1970, United Kingdom
Regularly visits to our larger cities such as Liverpool and London offer ornament that can be experienced on a grander scale with their historic buildings such as the Sefton Park Palm House and the V&A holding many further examples. Further afield the architecture of Gaudi in Barcelona, the palaces of Potsdam and the Villa D'Este in Tivoli have all provided inspiration.
In her own words:
‘I enjoy the grand gesture present in large scale relief, the drama of deep shadow, the dialogue between space, structure & ornament. The changing light conditions of bright sunlight, a dull day, dusk or artificial light can affect the contrast and way the structure is perceived’
For Taylor the making process hugely influences the final outcome of each piece. The way the raw material behaves and how it responds to her is intrinsic to the shapes & marks made. Clay pieces are made & marked with tools as the potters wheel rotates until a collection of loops & curls of varying sizes are amassed. More clay is manipulated by hand to create further pieces with suggestions of direction.
When the clay has dried enough to be handled assembly begins, by adding & securing each piece whilst paying attention to the physical & aesthetic sense of balance.

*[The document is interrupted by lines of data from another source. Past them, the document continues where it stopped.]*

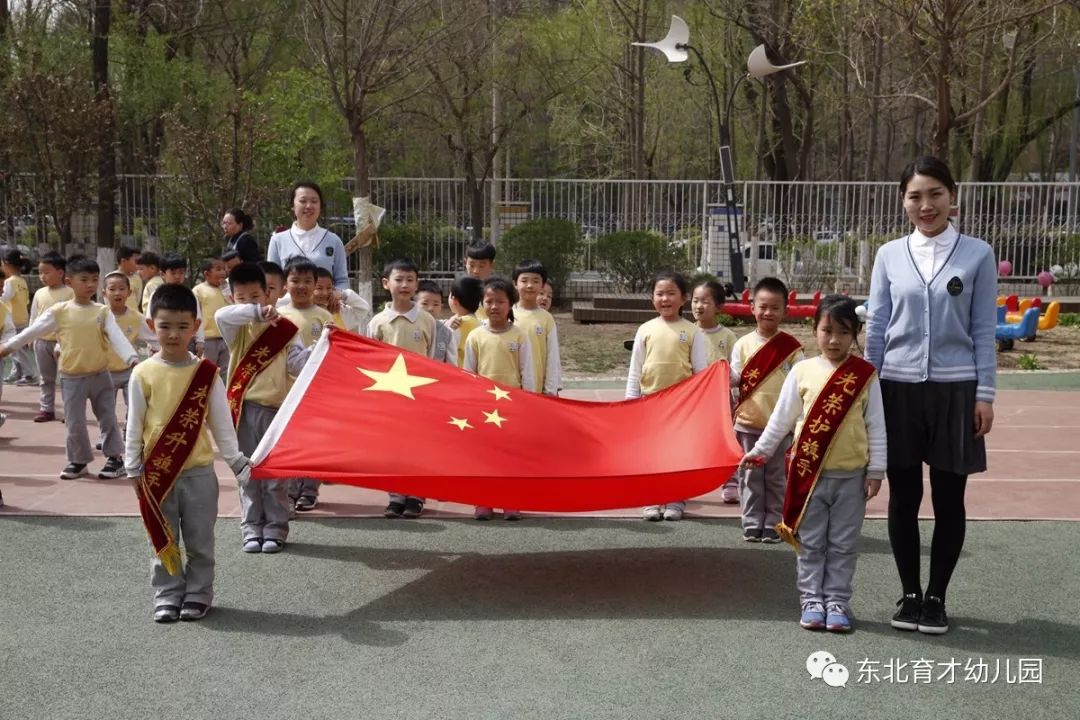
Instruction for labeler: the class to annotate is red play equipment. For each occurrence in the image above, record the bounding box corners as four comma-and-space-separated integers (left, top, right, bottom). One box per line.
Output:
720, 290, 821, 317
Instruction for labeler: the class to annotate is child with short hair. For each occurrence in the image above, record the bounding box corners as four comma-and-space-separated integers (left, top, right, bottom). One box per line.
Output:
191, 258, 230, 378
367, 258, 437, 519
135, 250, 165, 313
742, 295, 887, 633
0, 257, 138, 479
514, 259, 563, 397
214, 262, 309, 554
278, 255, 334, 512
537, 281, 555, 312
416, 280, 459, 367
447, 275, 484, 367
121, 284, 251, 623
30, 253, 75, 422
117, 245, 143, 315
465, 241, 495, 323
731, 277, 804, 543
0, 249, 33, 385
626, 271, 708, 521
312, 266, 372, 335
98, 270, 158, 416
690, 280, 740, 505
146, 253, 206, 357
462, 277, 537, 520
255, 260, 285, 307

As the work evolves decisions are made regarding the composition from every angle until the work is complete.
Taylor’s current practice has been evolving since graduation from her MA at Bath Spa University in 2012. Since that time she has exhibited widely in the UK and also in Belgium & the US, whilst also featuring in a number of publications including Ceramic Review in the UK & Ceramics Monthly in the US.